The following offers a brief summary of the report – to read the full report and the accompanying annotated bibliography, click here.
- Economy and charity: Festivals are big business – they have significant direct and indirect economic impacts, although a lack of consensus about the methods for working out just how lucrative festivals are for the local area makes comparison between festivals difficult.
- Politics and power: The frivolity of festivals sometimes masks deeper issues around race, religion, class, sexuality, and gender – line-ups are often white and male-dominated, for instance – although music festivals have been sites for social and political debate, and sometimes action – the links between CND and jazz festivals in the 1950s, for example, or the role of Glastonbury in raising funds and awareness about political issues.
- Temporality and transformation: Music festivals allow for intense production and consumption of music over a relatively short period of time in a particular place, and are sites for the intensification of ideas and even behaviour. Motivation for attending music festivals is not purely about the music; other factors may be social – renewing old ties, for example, or (less so) making new ones.
- Creativity: music and musicians: Performance at particular festivals can enhance musicians’ status and increase the chances of further festival bookings – festivals can act as showcases and platforms for exporting musicians abroad. Festivals can also be sites for musical experimentation and hybridity.
- Place-making and tourism: Festivals have become ubiquitous within tourism and place marketing campaigns and are vehicles for celebrating, constructing and maintaining national or cultural identity – the flag waving at the Last Night of the Proms constructing a particular notion of Britain, for instance. Music festivals often contribute to a positive image of a locale, both internally to its residents and externally to visitors, and hence attract people to live in the place and tourists to visit.
- Mediation and discourse: Multiplatform mediation on television, radio, press, and online pushes the festival concept into the national consciousness and exports ideas about and images of Britain and Britishness around the world, as well as being a useful means of audience development.
- Health and well-being: Festivals are either associated with either well-being and wellness – healing fields and the psychological benefits of being outdoors – or with negative health issues such as over-consumption or injuries; festivals can also put pressure on local health services.
- Environmental: local and global: Festivals have local and global environmental impacts – locally via a temporary increase in population and in the production of waste, and globally via the increased carbon footprint of touring international artists.
We also examined how academic research has also impacted on festivals – from providing economic impact assessments to providing opportunities for public engagement, research collaboration and debate.

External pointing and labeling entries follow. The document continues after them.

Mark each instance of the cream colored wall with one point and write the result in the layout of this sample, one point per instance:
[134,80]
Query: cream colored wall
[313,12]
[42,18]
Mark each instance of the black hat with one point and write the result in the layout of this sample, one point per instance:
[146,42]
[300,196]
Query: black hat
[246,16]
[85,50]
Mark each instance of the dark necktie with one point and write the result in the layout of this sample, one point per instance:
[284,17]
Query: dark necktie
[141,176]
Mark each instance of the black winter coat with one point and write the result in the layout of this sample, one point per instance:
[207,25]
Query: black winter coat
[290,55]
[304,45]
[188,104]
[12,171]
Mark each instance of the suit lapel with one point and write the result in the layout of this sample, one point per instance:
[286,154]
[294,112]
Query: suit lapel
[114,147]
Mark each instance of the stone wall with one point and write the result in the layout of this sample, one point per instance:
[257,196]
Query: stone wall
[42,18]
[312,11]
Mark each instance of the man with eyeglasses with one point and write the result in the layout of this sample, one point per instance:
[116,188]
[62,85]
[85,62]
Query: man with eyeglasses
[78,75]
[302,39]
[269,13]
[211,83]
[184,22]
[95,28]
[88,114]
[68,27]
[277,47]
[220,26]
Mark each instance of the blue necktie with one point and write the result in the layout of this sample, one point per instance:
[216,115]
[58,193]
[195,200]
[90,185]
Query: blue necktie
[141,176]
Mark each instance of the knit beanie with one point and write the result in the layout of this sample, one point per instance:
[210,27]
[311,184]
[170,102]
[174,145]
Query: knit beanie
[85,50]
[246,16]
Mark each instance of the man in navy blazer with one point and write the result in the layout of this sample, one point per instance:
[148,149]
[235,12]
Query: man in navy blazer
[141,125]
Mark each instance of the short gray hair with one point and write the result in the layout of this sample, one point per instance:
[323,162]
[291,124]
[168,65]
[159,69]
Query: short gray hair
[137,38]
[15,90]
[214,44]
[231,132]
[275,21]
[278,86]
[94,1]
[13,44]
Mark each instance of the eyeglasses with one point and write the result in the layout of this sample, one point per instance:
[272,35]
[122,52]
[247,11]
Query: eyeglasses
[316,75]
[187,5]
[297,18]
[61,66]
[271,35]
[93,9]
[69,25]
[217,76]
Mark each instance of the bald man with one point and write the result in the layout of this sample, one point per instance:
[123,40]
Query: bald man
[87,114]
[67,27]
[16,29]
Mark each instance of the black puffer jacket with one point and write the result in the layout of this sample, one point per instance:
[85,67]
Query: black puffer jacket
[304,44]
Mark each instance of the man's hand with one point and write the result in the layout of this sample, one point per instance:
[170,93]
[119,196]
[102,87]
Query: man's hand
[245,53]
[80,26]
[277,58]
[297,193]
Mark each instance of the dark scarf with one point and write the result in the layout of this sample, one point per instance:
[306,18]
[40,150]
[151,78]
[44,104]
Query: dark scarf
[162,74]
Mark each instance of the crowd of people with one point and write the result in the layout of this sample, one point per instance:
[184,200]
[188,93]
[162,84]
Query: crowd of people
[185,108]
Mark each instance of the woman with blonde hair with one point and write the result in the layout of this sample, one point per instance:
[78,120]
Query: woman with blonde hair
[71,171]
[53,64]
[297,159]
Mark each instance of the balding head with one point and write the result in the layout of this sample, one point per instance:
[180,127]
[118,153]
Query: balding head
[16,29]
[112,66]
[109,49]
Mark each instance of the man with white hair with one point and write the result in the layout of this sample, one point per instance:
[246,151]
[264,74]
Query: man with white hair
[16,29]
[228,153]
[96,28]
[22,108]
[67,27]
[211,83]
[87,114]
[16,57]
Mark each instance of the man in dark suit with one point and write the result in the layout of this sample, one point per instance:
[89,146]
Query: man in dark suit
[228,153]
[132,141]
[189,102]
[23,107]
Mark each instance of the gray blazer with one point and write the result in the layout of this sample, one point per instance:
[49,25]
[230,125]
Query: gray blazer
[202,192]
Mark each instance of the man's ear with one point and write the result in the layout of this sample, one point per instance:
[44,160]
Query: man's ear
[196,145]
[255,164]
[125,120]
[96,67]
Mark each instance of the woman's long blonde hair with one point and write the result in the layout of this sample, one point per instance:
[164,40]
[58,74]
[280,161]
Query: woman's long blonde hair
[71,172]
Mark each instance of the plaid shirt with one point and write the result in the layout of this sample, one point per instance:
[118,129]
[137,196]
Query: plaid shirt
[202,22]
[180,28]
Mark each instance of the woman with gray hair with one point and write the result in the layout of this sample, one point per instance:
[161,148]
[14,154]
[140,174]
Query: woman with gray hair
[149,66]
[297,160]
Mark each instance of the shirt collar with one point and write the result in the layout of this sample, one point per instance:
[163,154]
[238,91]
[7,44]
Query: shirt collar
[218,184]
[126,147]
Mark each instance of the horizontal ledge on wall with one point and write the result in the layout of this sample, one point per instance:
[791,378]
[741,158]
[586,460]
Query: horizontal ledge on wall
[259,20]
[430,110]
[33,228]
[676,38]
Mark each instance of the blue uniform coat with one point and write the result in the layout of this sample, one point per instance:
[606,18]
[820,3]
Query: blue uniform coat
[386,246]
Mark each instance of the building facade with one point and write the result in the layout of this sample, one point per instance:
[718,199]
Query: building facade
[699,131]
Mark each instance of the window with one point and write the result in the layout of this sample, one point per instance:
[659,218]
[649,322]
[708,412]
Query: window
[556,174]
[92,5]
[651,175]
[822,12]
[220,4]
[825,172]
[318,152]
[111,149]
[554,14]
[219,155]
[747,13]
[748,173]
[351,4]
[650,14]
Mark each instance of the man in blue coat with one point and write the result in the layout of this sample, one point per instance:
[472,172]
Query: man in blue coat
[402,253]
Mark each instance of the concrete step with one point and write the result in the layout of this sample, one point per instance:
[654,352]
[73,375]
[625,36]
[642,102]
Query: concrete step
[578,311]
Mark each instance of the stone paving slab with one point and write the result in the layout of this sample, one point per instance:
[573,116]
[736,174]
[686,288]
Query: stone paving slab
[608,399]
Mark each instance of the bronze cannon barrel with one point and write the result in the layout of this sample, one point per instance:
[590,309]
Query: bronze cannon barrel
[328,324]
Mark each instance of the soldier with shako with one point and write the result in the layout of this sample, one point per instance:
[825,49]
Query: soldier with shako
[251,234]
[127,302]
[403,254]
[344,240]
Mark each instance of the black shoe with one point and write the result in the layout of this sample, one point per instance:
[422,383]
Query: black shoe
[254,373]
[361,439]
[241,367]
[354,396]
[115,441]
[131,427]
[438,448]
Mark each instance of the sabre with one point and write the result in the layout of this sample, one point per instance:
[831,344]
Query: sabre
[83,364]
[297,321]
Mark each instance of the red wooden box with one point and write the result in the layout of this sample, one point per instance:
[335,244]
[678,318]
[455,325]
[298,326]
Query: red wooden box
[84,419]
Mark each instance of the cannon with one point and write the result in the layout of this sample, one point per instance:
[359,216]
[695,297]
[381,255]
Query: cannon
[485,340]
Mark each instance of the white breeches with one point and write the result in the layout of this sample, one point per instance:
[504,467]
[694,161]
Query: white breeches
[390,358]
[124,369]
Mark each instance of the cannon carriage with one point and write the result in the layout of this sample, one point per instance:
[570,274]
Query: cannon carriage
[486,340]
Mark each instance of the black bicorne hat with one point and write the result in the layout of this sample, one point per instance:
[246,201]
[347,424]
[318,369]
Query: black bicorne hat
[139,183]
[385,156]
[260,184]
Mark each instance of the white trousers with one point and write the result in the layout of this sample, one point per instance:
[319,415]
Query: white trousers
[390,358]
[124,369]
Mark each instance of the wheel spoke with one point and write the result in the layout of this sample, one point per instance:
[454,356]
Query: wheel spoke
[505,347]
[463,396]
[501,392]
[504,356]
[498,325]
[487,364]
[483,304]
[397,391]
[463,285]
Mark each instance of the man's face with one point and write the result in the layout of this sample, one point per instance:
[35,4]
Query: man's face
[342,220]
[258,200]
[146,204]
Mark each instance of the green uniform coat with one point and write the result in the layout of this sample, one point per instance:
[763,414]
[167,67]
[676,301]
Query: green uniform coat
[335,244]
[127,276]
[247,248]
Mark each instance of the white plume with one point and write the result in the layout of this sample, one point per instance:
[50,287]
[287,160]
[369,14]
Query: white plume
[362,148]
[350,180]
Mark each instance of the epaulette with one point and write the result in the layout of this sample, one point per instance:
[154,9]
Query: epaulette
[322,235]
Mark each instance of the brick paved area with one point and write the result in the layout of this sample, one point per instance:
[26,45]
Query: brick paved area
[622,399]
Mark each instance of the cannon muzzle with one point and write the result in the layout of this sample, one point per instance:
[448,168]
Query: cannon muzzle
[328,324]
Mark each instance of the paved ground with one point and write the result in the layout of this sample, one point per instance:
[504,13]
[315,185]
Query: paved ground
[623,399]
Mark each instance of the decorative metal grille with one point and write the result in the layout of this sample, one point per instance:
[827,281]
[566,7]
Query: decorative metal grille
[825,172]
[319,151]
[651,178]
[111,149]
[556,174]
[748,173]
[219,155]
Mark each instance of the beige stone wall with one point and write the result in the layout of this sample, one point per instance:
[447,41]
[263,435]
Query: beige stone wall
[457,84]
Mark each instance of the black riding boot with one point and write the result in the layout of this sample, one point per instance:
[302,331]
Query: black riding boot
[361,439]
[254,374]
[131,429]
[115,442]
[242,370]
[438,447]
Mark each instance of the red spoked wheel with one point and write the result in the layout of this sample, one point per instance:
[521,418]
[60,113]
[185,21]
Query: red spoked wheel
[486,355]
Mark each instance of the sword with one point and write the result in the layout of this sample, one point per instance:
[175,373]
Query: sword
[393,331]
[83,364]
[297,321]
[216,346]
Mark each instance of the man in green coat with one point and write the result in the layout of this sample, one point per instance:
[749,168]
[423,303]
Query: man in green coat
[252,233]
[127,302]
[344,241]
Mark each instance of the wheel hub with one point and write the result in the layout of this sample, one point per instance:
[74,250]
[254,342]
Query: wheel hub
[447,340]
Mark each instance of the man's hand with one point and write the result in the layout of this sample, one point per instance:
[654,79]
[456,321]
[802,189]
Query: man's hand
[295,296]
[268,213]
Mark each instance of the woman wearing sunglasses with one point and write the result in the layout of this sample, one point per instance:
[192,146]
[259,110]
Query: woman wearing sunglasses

Finally, we made a number of recommendations for further research, because even though there has been an increasing amount of academic interest around festivals and impact from a variety of disciplines, there are still many gaps within the current literature. Perhaps surprisingly, there appears to be more work on the impact of festivals within the folk and pop literature (rock, jazz, ‘world’, etc.) than from the classical/opera literature, the latter of which has traditionally been concerned with musical works and composers rather than concerts and performances. Also, there is a relative lack of literature about the impact of festivals on musicians, both in terms of the impact on how they tour but also the creative and economic impact of festivals.
We hope that the report and annotated bibliography will be useful to other people studying festivals but also to the festival community and to policy-makers as a means of showing the impact of British music festivals, economically, socially and culturally at local and international levels.